Hi, I was wondering what the most sensitive lab test for HCV is.  I read some old threads where there was a Lab Corp test than when down to 2 copies.  I couldn't tell if the guy responding was a quack or not (said he worked at Labcorp and developed the test and then quit posting).  He sounded like he new what he was talking about but only posted a few times.  He also said something that particularly caught my interest.  

He said if you got 2 or more tests the same day then if they all came back negative then the odds became very small that you had it.  This makes sense a little bit because in probability theory the probability of, say, two events occurring is P1 * P2.  The only thing is the lab tests don't measure probability exactly.

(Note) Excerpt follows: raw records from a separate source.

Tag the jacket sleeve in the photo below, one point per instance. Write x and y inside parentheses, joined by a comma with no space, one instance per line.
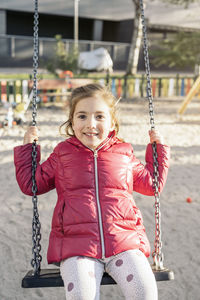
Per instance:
(45,172)
(143,174)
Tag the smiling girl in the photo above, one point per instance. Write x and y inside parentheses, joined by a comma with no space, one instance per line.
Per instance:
(96,224)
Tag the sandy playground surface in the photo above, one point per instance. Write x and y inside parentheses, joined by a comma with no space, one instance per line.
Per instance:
(180,219)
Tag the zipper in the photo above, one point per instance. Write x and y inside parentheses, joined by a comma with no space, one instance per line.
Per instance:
(97,196)
(98,204)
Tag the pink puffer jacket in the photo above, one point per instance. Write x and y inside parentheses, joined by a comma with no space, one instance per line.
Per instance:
(95,214)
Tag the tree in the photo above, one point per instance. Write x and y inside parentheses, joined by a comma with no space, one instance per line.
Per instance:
(183,50)
(137,34)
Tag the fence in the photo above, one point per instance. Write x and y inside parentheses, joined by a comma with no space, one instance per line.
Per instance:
(126,87)
(17,51)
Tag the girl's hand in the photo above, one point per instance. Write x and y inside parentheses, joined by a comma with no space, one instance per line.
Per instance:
(155,136)
(31,135)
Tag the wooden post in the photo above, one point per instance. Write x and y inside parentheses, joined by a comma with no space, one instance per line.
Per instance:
(189,96)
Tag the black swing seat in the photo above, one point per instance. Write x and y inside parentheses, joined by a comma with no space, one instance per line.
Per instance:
(52,278)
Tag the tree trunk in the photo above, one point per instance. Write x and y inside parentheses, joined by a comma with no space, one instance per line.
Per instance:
(136,41)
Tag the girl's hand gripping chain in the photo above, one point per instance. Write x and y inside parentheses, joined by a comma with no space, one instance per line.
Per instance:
(155,136)
(31,135)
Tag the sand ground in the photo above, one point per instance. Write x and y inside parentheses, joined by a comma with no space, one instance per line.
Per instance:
(180,220)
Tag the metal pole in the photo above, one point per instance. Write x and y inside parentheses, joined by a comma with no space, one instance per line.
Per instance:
(76,2)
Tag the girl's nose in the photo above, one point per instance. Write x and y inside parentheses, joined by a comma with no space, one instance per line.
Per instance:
(91,122)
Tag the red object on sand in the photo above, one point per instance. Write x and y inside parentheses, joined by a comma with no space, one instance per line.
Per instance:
(189,200)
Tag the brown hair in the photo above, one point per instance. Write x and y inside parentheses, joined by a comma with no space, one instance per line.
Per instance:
(86,91)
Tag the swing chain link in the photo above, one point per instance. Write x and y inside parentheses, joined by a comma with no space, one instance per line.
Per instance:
(158,256)
(35,63)
(36,226)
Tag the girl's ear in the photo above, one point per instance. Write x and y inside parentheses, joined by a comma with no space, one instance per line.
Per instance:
(112,125)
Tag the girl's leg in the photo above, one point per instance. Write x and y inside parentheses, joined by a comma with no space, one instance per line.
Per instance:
(133,274)
(82,277)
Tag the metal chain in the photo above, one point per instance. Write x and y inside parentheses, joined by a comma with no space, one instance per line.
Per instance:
(36,226)
(158,257)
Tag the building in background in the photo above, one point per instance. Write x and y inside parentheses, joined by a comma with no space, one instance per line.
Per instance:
(102,23)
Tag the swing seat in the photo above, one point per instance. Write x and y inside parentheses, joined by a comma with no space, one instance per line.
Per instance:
(52,278)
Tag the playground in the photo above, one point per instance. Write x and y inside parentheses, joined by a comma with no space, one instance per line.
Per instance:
(179,200)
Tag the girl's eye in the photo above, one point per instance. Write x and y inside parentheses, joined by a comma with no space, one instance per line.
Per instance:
(82,117)
(100,117)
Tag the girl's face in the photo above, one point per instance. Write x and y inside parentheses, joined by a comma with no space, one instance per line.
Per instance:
(92,121)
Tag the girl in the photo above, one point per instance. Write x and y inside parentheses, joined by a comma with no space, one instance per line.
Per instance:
(96,225)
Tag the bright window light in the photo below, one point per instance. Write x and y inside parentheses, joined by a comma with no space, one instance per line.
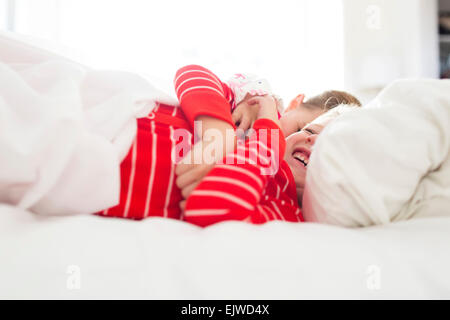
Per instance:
(296,45)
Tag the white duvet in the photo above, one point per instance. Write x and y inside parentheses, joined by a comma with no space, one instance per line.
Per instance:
(64,129)
(389,161)
(98,258)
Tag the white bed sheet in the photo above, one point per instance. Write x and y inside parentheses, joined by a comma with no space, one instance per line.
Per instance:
(168,259)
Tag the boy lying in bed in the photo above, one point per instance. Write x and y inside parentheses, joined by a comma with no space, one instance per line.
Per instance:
(148,176)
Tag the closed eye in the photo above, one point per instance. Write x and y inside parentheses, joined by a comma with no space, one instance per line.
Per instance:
(309,131)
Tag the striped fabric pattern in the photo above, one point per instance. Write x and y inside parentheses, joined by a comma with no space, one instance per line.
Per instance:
(238,190)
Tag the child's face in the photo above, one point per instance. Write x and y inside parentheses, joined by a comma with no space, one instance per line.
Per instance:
(295,118)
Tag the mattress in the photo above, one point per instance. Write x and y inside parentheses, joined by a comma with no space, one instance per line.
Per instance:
(91,257)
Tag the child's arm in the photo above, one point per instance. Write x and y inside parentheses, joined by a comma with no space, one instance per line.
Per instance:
(235,189)
(202,93)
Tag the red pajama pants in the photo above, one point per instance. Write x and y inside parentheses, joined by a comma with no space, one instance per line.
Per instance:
(148,173)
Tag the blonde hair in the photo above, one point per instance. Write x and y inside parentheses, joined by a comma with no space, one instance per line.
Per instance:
(334,113)
(330,99)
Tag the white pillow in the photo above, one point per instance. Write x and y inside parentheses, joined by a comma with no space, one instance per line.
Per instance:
(386,162)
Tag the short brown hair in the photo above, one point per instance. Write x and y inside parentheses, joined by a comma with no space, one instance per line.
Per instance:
(330,99)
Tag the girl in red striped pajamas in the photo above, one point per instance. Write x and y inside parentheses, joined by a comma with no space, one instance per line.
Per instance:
(231,191)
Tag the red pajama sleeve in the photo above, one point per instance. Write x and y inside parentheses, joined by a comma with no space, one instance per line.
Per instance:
(236,188)
(201,92)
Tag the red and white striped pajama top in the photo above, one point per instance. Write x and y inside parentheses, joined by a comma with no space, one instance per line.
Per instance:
(148,174)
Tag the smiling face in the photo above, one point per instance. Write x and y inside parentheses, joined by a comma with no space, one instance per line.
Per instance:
(296,118)
(298,151)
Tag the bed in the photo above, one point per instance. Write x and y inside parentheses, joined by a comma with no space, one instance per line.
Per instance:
(89,257)
(49,251)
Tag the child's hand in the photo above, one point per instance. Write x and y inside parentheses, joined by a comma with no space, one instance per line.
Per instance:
(245,115)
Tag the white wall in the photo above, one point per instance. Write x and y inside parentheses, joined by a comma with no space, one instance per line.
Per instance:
(386,40)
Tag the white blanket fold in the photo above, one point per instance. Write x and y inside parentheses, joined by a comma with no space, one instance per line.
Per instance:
(64,129)
(387,162)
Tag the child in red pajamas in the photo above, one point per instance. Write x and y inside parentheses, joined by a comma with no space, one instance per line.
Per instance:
(148,176)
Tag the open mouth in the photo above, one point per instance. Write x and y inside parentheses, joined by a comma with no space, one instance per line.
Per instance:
(302,155)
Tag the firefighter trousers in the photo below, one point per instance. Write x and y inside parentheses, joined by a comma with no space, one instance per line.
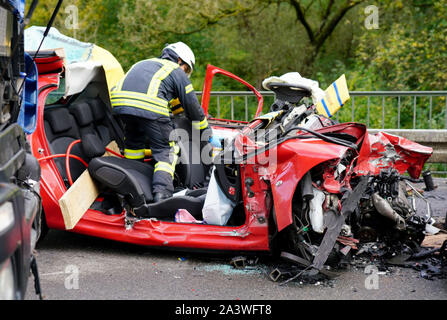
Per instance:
(141,134)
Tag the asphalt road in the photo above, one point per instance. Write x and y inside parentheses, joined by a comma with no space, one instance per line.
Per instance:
(75,267)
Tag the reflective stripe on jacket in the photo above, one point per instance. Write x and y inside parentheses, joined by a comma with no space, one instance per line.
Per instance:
(151,87)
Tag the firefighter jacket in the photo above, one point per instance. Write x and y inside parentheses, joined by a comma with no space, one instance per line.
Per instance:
(155,87)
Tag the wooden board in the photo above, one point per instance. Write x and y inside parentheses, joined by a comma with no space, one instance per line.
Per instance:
(78,199)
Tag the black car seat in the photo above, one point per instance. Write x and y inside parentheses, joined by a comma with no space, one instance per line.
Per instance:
(190,169)
(133,181)
(61,130)
(98,109)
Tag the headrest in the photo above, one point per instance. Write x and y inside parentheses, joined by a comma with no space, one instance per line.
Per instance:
(82,113)
(98,109)
(59,120)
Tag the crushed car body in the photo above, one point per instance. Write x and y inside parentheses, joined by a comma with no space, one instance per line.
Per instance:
(290,181)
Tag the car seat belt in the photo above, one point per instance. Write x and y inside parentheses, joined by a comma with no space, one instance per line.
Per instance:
(119,134)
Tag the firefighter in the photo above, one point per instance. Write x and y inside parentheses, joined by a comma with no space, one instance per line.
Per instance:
(143,99)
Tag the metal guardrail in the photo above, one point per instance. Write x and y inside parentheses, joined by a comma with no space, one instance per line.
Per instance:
(421,109)
(420,116)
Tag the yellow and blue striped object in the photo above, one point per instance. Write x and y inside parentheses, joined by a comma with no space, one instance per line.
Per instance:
(335,97)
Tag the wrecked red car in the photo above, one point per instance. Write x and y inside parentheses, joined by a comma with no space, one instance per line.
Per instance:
(289,180)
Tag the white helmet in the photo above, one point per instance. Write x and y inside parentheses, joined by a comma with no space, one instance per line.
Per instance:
(184,52)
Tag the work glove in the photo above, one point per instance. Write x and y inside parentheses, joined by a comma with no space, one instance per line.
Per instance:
(215,142)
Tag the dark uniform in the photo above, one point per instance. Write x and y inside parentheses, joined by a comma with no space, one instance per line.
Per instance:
(143,99)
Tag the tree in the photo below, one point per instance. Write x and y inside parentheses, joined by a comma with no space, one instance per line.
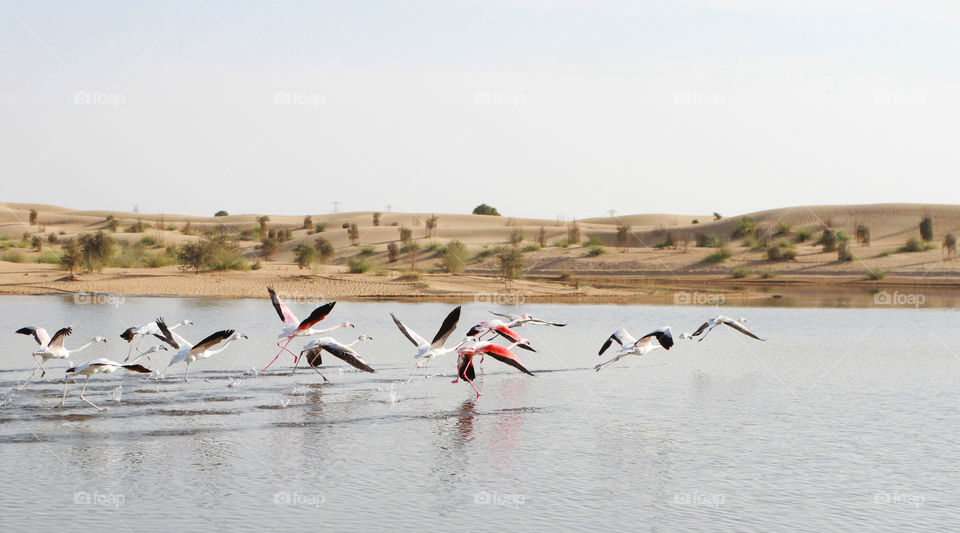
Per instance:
(324,248)
(926,229)
(192,255)
(354,233)
(72,258)
(431,225)
(97,250)
(623,236)
(304,255)
(263,226)
(455,257)
(484,209)
(511,264)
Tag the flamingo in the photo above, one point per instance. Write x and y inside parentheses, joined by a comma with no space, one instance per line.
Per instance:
(515,321)
(716,321)
(499,327)
(144,330)
(314,351)
(465,368)
(661,338)
(191,352)
(292,328)
(51,347)
(427,351)
(97,366)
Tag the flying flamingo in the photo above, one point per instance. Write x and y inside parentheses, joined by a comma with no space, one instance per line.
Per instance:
(499,327)
(97,366)
(292,328)
(191,352)
(51,347)
(708,326)
(515,321)
(314,353)
(661,338)
(144,330)
(465,368)
(427,351)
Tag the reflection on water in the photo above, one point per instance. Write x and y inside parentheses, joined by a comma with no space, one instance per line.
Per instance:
(844,419)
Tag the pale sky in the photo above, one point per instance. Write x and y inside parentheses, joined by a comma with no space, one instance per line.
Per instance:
(539,108)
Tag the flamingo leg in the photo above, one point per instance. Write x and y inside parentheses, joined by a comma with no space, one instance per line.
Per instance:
(86,400)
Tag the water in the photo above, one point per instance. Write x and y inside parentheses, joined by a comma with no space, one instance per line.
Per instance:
(845,419)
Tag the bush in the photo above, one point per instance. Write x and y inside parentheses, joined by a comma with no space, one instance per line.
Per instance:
(359,265)
(484,209)
(722,254)
(926,229)
(455,257)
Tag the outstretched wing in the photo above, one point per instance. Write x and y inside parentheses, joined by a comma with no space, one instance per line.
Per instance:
(39,334)
(449,324)
(288,317)
(416,339)
(165,334)
(350,356)
(504,356)
(317,315)
(741,328)
(59,336)
(211,341)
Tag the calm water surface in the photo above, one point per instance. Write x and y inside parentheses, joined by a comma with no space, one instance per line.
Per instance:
(845,419)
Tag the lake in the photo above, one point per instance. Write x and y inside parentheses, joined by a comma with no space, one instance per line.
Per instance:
(844,419)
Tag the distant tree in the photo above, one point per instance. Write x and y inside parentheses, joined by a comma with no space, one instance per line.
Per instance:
(484,209)
(431,225)
(72,257)
(304,255)
(926,229)
(354,233)
(97,249)
(268,248)
(511,264)
(863,235)
(324,248)
(623,236)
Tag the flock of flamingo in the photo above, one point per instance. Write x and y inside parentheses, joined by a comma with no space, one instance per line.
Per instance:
(478,341)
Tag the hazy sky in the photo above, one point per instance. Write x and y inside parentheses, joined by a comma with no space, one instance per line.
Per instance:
(540,108)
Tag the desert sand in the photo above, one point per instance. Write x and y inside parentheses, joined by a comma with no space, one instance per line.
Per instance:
(638,269)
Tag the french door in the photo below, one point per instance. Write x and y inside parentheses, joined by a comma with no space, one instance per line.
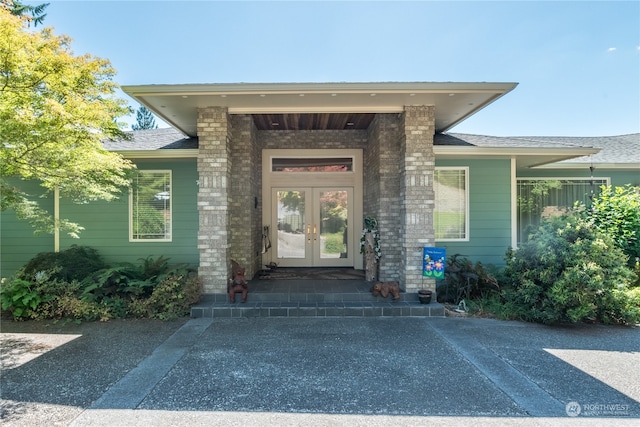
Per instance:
(314,226)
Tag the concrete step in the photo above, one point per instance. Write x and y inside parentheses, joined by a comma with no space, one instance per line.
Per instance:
(314,305)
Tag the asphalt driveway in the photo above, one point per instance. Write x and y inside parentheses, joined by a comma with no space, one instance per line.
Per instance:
(313,371)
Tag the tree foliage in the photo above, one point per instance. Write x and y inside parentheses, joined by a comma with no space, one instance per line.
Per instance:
(616,212)
(33,14)
(144,119)
(55,109)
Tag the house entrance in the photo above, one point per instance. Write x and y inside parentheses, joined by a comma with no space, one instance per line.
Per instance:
(313,226)
(313,205)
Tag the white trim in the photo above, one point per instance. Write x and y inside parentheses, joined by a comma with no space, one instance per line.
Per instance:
(466,206)
(585,165)
(568,153)
(131,239)
(569,178)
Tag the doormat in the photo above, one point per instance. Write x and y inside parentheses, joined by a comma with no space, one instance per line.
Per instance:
(306,273)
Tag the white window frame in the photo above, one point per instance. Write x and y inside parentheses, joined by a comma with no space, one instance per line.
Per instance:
(131,201)
(550,178)
(466,237)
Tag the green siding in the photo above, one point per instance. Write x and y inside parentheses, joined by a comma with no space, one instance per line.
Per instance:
(489,210)
(18,243)
(107,225)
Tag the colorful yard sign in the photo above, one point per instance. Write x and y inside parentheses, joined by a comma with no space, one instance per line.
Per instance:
(433,262)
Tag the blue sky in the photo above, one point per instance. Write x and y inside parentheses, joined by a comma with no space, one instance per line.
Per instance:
(577,62)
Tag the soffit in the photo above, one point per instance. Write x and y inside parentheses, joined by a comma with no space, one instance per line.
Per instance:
(330,104)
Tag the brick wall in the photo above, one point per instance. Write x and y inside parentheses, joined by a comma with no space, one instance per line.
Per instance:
(382,190)
(214,169)
(245,188)
(416,187)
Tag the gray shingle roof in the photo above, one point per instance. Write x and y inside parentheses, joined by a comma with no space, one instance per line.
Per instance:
(619,149)
(153,139)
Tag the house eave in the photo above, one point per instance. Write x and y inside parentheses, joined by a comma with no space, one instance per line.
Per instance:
(158,154)
(526,157)
(454,102)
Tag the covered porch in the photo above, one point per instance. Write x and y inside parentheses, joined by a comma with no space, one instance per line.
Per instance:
(309,295)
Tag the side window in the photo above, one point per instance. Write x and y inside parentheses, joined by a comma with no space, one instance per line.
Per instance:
(451,214)
(150,207)
(539,198)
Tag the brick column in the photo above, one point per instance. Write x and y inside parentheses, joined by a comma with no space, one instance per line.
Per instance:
(214,167)
(416,189)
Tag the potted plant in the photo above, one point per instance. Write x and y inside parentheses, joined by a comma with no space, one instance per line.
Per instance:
(370,247)
(424,296)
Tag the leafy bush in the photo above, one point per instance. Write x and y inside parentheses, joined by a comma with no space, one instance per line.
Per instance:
(74,263)
(465,280)
(152,289)
(569,271)
(334,243)
(616,212)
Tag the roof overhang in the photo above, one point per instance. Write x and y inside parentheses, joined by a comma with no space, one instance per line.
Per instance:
(525,157)
(178,104)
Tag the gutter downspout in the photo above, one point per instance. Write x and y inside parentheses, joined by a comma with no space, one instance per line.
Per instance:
(56,219)
(514,205)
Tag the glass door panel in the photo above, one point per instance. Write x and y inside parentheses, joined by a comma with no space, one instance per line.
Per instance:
(332,214)
(312,227)
(334,231)
(292,224)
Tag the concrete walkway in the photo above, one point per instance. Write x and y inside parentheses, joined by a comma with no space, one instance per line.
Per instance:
(332,371)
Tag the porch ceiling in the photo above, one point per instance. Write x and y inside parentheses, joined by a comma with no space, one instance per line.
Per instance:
(310,106)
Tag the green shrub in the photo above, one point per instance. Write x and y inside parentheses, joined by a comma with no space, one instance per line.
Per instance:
(151,289)
(616,212)
(334,243)
(569,271)
(20,298)
(465,280)
(74,263)
(173,296)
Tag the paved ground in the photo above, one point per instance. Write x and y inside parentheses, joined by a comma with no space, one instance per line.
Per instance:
(349,371)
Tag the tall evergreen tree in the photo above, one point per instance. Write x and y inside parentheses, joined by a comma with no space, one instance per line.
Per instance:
(145,119)
(33,14)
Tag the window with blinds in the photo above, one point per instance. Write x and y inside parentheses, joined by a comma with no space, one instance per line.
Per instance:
(539,198)
(150,206)
(451,213)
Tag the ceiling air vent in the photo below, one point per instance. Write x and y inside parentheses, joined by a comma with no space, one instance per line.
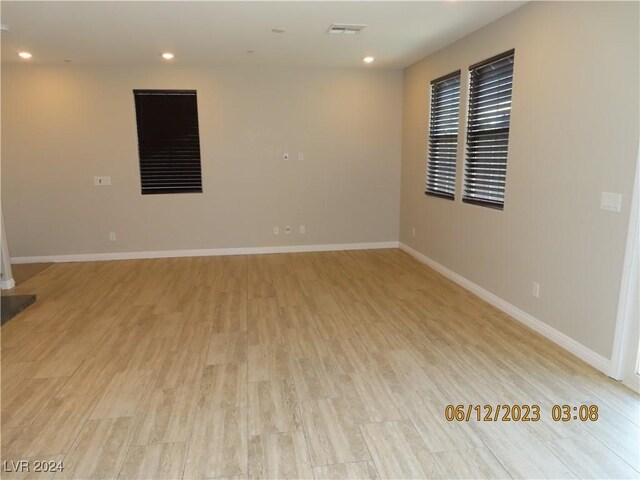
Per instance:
(345,28)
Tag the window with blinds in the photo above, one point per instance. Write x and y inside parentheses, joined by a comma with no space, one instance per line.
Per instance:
(168,141)
(443,136)
(489,116)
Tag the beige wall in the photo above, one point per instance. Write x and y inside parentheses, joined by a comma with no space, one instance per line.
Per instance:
(62,125)
(574,134)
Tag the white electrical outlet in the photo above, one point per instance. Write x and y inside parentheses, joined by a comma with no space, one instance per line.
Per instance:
(611,201)
(535,289)
(102,180)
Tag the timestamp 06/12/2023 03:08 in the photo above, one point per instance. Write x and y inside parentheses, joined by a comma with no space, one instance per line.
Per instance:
(520,413)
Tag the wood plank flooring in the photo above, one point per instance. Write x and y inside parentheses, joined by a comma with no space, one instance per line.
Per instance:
(310,365)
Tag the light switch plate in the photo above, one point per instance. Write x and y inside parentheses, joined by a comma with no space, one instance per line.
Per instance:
(611,201)
(102,180)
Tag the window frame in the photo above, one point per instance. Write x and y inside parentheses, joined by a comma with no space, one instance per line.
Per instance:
(469,136)
(430,159)
(197,156)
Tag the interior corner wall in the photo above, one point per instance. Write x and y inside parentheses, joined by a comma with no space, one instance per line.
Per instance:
(63,125)
(574,134)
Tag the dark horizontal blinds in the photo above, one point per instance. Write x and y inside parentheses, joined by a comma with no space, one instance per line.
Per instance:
(168,141)
(488,122)
(443,136)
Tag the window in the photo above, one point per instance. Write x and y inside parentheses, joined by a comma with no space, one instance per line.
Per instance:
(443,136)
(168,141)
(490,84)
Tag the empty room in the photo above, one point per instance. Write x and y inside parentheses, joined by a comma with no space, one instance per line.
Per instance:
(320,240)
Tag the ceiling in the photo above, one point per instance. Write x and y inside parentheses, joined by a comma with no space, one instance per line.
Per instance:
(220,33)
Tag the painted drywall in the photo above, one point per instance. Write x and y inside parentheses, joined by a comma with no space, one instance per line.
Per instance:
(63,125)
(574,134)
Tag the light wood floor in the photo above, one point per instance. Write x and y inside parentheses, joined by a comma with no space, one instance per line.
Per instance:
(324,365)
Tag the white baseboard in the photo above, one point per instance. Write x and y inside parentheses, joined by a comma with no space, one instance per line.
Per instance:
(592,358)
(203,252)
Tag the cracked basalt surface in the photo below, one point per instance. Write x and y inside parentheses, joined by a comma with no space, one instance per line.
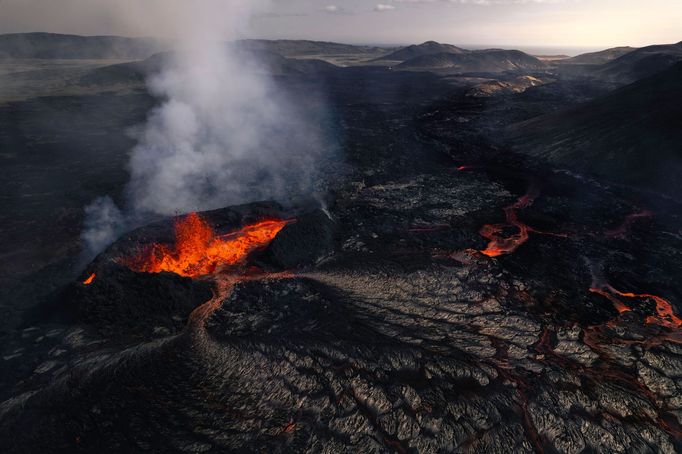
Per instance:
(392,333)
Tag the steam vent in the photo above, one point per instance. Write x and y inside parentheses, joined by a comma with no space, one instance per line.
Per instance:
(312,247)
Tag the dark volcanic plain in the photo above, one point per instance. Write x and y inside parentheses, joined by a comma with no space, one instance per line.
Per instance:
(384,323)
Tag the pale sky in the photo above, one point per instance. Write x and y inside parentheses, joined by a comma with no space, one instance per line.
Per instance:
(541,23)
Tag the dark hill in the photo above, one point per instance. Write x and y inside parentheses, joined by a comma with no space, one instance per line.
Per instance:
(419,50)
(598,58)
(491,60)
(56,46)
(631,135)
(298,48)
(642,62)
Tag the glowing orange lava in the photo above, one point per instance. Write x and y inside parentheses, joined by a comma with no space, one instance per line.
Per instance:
(501,245)
(198,251)
(664,310)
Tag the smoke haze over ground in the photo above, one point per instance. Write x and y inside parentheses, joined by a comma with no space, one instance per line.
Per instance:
(223,133)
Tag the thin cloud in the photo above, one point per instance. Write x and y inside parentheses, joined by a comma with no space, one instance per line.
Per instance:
(382,7)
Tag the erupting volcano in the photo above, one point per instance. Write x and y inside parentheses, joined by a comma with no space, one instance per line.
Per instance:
(199,251)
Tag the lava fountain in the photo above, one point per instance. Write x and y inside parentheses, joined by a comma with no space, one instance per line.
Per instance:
(199,251)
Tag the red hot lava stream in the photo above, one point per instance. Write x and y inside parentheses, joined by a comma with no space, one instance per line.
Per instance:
(199,251)
(664,310)
(500,244)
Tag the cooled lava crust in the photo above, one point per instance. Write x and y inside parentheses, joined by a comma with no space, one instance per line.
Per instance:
(383,327)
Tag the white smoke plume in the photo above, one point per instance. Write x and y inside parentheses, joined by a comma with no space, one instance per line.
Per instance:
(223,134)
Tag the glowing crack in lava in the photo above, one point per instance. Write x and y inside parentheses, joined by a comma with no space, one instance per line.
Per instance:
(198,251)
(664,310)
(499,244)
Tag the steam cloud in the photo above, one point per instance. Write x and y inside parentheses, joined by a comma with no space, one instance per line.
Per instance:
(224,133)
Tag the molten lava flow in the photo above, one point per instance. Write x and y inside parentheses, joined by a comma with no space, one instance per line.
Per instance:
(664,310)
(198,251)
(500,245)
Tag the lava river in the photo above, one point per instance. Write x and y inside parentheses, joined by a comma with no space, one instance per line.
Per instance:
(199,251)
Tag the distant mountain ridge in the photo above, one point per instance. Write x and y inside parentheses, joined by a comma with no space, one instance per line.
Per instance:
(420,50)
(642,62)
(58,46)
(490,60)
(632,135)
(600,57)
(298,48)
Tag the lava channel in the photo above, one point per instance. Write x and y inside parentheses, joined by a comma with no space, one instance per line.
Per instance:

I looked on the Labcorp web site and found a test 140639 Quantasure that detects down to 2 copies.  They actually have quite a few HCV tests, I think this is the most sensitive one.

The reason I ask all this is after being on "the treatment" for a year now with 5 months to go, man, I would really like to know if this is gonna be worth it.  Plus I'm better off on the treatment than off (if not SVR) because the HCV was damaging my liver very quickly.  I've been UND since week 8 and I assume my liver is doing much better in this state (going by lab tests) than when I wasn't on treatment.  Just tired of this treatment and the uncertainty.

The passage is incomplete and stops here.